Creativity can pay off in emergencies


“It’s hard for people to let go of their cable or Internet, but those are some of the things they need to consider releasing so they can free up that money to pay for something else.”

Marian Ross

County extension agent in family and consumer sciences

Dallas Morning News

DALLAS — One of the fundamental tenets of financial planning is you should build up enough of a cushion to withstand an unexpected financial emergency.

But when you’re already struggling to make ends meet, having another unexpected financial SOS pop up is the last thing you need.

The car breaks down and needs $1,000 of repair work.

The roof starts leaking.

Junior falls and breaks an arm.

Etc., etc.

Just the thought of it can throw any financially distressed person into a frenzy. But before you panic, understand that you do have options.

“Try to remain as focused as possible on the solution rather than the problem,” said Maureen Johns, director of brand innovation at City Credit Union in Dallas.

Take it step by step and prior-itize.

“Sit down and organize and figure out what needs to be paid immediately and what can wait,” said Todd Mark, vice president of education at Consumer Credit Counseling Service of Greater Dallas.

There are expenses that you must continue to pay:

UYour mortgage or rent.

UUtilities.

UCar payment, because you need a mode of transportation to get to work or look for a job.

UHealth insurance, homeowners insurance and car insurance.

Lay out your expenses so you know where your money’s going and “immediately cut out luxuries,” said Marian Ross, county extension agent in family and consumer sciences at Texas AgriLife Extension in Fort Worth.

“It’s hard for people to let go of their cable or Internet, but those are some of the things they need to consider releasing so they can free up that money to pay for something else,” she said.

Analyze all your resources.

“What are the things that will help you bridge the gap?” Mark said. “If there are no emergency savings, you need to take stock of assets, liabilities, income expenses. Is there equity in a home that you need to tap? Are there retirement funds that you may need to get you through your financial crisis?”

Mark and Johns advise against tapping retirement funds unless you absolutely have to.

“My biggest fear is that you’ll just take out a 401(k) loan,” Johns said. “Yes, you’ll be paying yourself back, but you’ll miss so much opportunity with that compound interest.”

As the Profit Sharing/401k Council of America explains it: “When you take a loan from your plan, you are withdrawing money from your account balance and replacing it with an IOU. That IOU continues to generate interest from your repayments, but generates no special investment return.”

The importance of keeping your retirement funds intact is illustrated by Cynthia Johnston.

Johnston, 64, who lives near Dallas, slipped on her driveway during an ice storm in January and broke her femur. Doctors had to insert a titanium rod to facilitate healing.

Though she wasn’t struggling financially, Johnston’s medical bills could have very quickly turned her personal finances upside down.

Her hospital bill alone totaled about $51,000, but her insurance company would cover only room and board at $7,080.

Johnston’s greatest fear was that she would have to raid her nest egg to pay the bill.

“When I looked at what they sent me, what the insurance company was to be paying for and the whole grand total was to be $51,000, it was just like, all of a sudden, the worst dreams of being on the curb eating cat food,” said Johnston, who works in retail. “I’m at the age where there was no way I was going to be able to recover that. The very security I counted on was going to be gone.”

The lesson here is that you’ve got to reach out for help.

Johnston contacted the hospital and laid out her situation. After she sent financial statements and pay stubs to the hospital, it slashed the bill to $9,000 — an 82 percent decrease — which Johnston will pay over time.

“It’s just stepping outside your comfort zone and being open and saying, ‘This is the way it is.

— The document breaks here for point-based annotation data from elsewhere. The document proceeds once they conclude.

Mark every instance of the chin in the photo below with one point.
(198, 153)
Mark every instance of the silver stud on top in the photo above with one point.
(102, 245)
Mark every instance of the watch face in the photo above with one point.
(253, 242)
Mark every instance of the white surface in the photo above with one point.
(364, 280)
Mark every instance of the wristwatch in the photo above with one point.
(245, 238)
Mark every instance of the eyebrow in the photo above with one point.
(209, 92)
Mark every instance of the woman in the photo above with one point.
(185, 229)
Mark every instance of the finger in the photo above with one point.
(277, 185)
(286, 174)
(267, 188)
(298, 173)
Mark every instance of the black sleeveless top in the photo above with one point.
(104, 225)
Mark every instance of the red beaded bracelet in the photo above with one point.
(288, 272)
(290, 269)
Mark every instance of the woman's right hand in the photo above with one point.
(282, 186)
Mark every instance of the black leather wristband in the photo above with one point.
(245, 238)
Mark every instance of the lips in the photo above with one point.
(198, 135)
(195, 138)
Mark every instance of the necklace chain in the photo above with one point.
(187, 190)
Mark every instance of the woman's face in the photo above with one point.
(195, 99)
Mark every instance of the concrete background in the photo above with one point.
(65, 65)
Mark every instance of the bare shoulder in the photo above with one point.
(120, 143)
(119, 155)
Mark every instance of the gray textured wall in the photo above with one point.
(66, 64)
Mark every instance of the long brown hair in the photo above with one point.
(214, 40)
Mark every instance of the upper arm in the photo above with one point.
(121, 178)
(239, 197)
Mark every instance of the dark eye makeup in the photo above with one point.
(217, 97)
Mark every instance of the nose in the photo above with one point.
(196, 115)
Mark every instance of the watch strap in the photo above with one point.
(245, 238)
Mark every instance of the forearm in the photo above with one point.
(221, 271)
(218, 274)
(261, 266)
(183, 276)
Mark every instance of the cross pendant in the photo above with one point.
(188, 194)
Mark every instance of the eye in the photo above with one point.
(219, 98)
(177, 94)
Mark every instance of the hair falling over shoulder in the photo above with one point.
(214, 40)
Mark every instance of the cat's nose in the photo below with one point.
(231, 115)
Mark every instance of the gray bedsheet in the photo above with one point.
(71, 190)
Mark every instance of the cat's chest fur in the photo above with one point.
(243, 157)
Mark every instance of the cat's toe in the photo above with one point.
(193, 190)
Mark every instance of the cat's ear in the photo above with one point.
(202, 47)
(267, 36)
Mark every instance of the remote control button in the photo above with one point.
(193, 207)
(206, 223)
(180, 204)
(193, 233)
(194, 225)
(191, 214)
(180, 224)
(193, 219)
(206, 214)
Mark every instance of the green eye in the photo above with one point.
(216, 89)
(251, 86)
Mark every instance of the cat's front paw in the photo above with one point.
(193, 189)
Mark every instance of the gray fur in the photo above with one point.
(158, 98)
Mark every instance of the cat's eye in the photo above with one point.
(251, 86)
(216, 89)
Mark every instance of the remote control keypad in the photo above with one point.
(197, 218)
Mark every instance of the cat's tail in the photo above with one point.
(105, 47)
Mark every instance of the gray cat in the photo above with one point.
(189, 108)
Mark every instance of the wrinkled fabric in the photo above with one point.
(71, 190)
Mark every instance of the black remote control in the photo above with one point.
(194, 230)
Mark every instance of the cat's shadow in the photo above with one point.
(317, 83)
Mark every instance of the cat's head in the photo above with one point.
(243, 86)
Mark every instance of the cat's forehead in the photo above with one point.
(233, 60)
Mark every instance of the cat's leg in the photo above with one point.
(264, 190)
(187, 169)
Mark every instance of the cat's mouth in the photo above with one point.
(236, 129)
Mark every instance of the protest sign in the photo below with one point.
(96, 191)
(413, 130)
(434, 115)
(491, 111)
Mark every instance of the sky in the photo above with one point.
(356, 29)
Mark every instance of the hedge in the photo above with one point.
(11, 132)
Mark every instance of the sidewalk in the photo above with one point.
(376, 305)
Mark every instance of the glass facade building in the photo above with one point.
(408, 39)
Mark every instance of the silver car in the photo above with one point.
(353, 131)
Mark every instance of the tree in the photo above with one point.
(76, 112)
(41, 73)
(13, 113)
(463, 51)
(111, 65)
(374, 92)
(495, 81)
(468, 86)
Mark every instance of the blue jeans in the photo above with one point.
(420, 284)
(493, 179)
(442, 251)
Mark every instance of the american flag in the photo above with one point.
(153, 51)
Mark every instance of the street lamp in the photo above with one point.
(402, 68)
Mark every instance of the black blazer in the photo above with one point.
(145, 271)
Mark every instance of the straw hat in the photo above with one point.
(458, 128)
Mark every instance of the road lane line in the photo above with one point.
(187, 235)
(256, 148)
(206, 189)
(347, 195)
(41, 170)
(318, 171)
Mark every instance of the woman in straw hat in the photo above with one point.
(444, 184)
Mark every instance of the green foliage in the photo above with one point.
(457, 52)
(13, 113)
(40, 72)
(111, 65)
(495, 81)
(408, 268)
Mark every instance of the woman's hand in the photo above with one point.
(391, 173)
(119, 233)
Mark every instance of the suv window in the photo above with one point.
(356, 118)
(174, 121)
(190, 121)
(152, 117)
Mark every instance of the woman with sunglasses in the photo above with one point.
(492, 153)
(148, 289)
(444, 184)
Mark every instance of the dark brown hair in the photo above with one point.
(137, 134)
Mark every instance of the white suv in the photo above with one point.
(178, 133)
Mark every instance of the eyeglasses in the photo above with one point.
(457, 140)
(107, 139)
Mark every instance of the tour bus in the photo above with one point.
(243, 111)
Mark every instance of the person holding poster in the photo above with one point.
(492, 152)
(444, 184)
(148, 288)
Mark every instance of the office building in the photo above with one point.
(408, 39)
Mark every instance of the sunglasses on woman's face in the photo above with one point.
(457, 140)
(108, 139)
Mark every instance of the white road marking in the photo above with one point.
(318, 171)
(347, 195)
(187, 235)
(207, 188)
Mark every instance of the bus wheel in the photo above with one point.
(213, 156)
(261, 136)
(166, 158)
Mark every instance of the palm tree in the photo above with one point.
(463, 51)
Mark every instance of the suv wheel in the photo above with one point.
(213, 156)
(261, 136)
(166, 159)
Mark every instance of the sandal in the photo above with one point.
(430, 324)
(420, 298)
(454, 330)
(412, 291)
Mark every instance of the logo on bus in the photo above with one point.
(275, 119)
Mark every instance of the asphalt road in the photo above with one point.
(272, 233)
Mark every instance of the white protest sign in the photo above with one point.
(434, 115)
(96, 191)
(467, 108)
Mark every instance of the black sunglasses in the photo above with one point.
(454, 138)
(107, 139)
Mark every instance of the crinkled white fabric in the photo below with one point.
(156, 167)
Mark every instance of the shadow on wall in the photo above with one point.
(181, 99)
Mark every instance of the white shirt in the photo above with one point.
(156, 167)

Is there anything you can do to help me?’”

Another option is to take advantage of help in your community, such as food pantries, churches, charities and financial counseling agencies.

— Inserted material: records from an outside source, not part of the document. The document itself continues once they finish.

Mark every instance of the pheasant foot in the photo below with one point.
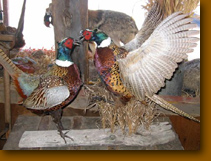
(57, 115)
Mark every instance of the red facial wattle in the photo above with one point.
(68, 43)
(87, 35)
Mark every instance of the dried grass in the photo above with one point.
(42, 57)
(115, 115)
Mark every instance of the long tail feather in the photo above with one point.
(164, 104)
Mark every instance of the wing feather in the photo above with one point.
(145, 69)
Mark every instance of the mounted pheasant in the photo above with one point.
(52, 91)
(139, 69)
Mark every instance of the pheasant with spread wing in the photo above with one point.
(50, 92)
(139, 69)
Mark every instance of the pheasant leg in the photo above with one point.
(57, 115)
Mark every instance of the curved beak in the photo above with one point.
(77, 42)
(81, 37)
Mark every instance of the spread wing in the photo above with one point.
(145, 69)
(46, 98)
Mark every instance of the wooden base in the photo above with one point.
(34, 132)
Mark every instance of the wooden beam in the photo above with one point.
(69, 18)
(7, 106)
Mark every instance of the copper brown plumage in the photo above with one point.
(148, 60)
(48, 93)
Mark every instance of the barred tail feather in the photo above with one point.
(164, 104)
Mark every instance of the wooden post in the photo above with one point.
(69, 18)
(6, 16)
(7, 105)
(8, 118)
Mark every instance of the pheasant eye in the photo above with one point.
(68, 43)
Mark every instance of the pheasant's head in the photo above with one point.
(97, 36)
(64, 51)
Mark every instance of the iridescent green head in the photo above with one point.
(97, 36)
(64, 51)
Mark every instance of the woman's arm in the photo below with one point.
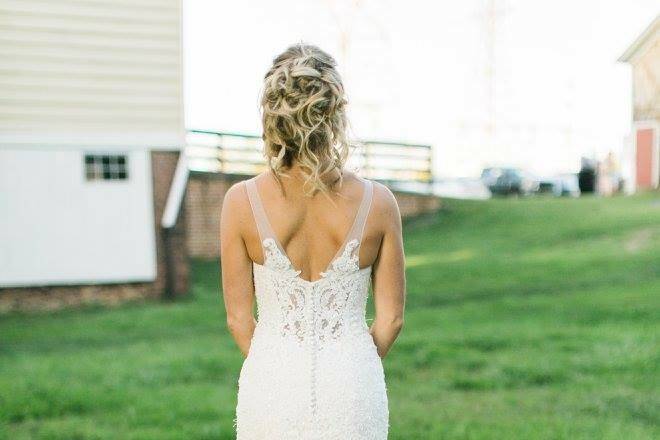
(389, 280)
(237, 282)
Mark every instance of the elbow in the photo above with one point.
(233, 325)
(394, 323)
(397, 323)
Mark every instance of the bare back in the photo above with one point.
(311, 230)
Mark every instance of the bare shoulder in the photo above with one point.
(235, 205)
(384, 207)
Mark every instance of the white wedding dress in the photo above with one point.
(312, 371)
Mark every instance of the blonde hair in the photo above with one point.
(303, 115)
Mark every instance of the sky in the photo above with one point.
(538, 86)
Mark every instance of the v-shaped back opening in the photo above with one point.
(266, 231)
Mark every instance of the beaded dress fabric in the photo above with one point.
(312, 371)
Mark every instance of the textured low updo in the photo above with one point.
(303, 114)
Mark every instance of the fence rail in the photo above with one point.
(240, 154)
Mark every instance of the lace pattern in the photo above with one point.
(313, 371)
(315, 309)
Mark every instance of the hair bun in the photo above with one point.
(303, 115)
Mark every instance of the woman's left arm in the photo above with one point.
(237, 281)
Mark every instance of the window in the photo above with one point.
(106, 167)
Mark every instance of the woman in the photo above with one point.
(306, 238)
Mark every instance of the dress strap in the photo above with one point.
(357, 230)
(260, 218)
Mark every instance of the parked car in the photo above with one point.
(561, 185)
(509, 181)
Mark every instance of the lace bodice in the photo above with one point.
(305, 311)
(312, 311)
(313, 371)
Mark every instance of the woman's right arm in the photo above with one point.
(237, 282)
(389, 280)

Jennifer Nelson, 41, of Dallas sought help from Consumer Credit Counseling Service of North Central Texas after her divorce in 1995 left her deep in debt.

“I was unemployed at the time, so that was a double whammy,” Nelson said.

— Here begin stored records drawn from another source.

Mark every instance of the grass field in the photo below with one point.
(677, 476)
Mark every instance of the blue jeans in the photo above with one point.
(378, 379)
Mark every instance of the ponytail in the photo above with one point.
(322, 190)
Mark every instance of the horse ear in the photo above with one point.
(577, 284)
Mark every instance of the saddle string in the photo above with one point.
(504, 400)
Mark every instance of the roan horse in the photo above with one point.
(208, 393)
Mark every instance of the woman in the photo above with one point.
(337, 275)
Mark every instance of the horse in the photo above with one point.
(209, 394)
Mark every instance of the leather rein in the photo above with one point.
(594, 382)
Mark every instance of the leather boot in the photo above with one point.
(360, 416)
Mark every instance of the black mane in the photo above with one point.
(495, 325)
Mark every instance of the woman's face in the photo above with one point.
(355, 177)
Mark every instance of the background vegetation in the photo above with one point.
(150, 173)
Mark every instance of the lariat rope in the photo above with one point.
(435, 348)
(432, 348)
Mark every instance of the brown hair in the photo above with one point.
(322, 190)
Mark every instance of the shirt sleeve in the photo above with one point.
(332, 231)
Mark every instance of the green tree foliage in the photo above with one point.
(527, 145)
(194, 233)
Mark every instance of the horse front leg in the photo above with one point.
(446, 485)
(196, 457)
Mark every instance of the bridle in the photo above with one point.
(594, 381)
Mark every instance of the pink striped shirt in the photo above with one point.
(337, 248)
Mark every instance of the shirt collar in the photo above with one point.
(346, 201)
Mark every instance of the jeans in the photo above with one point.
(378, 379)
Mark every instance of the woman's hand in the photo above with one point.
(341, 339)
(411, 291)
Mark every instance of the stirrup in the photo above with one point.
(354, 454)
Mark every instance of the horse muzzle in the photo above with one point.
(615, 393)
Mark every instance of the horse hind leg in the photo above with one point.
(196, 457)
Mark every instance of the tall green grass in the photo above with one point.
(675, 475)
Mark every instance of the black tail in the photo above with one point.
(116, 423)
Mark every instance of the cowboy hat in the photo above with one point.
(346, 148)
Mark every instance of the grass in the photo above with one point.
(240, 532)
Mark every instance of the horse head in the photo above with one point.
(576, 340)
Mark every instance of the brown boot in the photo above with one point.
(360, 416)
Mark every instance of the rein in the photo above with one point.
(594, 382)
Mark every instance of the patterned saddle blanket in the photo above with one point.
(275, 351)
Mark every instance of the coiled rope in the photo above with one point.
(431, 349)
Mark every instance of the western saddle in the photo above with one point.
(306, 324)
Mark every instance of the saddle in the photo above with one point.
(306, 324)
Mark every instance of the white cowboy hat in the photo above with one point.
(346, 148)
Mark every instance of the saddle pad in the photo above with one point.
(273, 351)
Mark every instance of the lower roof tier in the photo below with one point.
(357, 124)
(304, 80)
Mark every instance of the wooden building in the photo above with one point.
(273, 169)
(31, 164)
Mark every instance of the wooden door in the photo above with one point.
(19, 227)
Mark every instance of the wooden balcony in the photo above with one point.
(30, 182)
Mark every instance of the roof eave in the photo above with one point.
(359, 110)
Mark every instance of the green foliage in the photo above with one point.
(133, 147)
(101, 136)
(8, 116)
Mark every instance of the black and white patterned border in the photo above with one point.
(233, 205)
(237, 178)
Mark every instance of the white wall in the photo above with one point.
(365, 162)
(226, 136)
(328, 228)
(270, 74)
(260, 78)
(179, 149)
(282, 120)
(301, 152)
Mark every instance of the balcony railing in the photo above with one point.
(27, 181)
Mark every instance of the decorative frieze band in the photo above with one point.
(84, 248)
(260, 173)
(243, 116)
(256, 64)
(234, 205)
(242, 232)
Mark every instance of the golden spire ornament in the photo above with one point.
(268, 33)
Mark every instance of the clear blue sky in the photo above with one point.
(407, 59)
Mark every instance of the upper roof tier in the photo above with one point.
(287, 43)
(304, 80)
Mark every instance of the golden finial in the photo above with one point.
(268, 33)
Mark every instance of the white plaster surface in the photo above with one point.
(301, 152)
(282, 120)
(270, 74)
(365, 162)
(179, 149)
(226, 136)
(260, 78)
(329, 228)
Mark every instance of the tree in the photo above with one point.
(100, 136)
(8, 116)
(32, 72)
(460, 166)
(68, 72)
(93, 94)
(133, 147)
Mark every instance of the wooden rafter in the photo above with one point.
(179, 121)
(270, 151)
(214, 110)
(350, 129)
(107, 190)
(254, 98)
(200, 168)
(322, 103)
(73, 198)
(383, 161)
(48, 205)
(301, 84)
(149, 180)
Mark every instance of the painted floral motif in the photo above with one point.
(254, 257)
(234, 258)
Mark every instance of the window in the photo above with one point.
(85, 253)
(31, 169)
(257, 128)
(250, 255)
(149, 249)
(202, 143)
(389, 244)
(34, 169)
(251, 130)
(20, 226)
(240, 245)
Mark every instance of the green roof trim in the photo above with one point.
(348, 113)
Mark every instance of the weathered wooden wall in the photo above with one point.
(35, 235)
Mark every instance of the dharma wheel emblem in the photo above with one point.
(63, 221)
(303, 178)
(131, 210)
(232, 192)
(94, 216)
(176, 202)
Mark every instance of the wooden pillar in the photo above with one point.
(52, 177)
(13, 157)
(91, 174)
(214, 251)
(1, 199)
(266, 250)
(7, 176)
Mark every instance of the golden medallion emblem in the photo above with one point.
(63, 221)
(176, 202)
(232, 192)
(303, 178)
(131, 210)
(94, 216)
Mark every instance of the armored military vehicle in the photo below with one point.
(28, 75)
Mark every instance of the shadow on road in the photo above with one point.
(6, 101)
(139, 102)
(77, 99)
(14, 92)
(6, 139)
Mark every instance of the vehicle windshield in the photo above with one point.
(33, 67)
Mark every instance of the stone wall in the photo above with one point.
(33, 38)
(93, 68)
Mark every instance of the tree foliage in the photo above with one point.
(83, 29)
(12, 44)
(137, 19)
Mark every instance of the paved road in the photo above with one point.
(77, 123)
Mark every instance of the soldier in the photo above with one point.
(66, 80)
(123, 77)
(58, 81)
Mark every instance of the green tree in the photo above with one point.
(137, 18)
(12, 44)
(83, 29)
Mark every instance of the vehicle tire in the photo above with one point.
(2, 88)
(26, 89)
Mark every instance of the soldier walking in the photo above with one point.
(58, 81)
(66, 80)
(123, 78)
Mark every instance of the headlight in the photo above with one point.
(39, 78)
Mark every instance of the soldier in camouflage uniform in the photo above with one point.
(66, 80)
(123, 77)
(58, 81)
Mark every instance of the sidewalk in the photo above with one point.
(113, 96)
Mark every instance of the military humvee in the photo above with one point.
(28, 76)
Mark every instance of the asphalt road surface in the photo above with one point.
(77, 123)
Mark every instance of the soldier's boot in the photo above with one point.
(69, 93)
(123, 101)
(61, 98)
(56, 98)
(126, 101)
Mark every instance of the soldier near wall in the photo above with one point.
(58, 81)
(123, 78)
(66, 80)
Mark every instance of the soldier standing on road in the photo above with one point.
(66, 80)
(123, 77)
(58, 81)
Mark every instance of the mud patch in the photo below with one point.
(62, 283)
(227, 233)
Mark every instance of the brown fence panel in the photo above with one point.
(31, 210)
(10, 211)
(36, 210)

She moved in with her parents and eventually found work as an insurance payment poster. The counseling service helped her develop a debt management plan to pay off her creditors.

“It had taken a little bit, but I finally had gotten back on my feet,” Nelson said.

Then, just as she was starting to pay down her debt, she got laid off last July and she’s been looking for a job ever since.

“I have sold almost everything I own,” said Nelson, who still lives with her parents. “I have been cleaning houses. I’ve been having garage sales, doing a lot of selling clothes to consignment stores. I even have gotten to the point where I have sold my own blood.”

Leverage any skills you may have that could benefit others. Maybe you can provide bookkeeping services in exchange for haircuts for you and your family. If your roof needs repair, maybe you can repair the roofer’s computer.

“If you have a need for personal services, consider what you can offer your service provider,” said debt counselor Clarky Davis, also known as the “The Debt Diva.” “It could be as easy as providing transportation or trading services. Be specific about your needs and what you can offer.”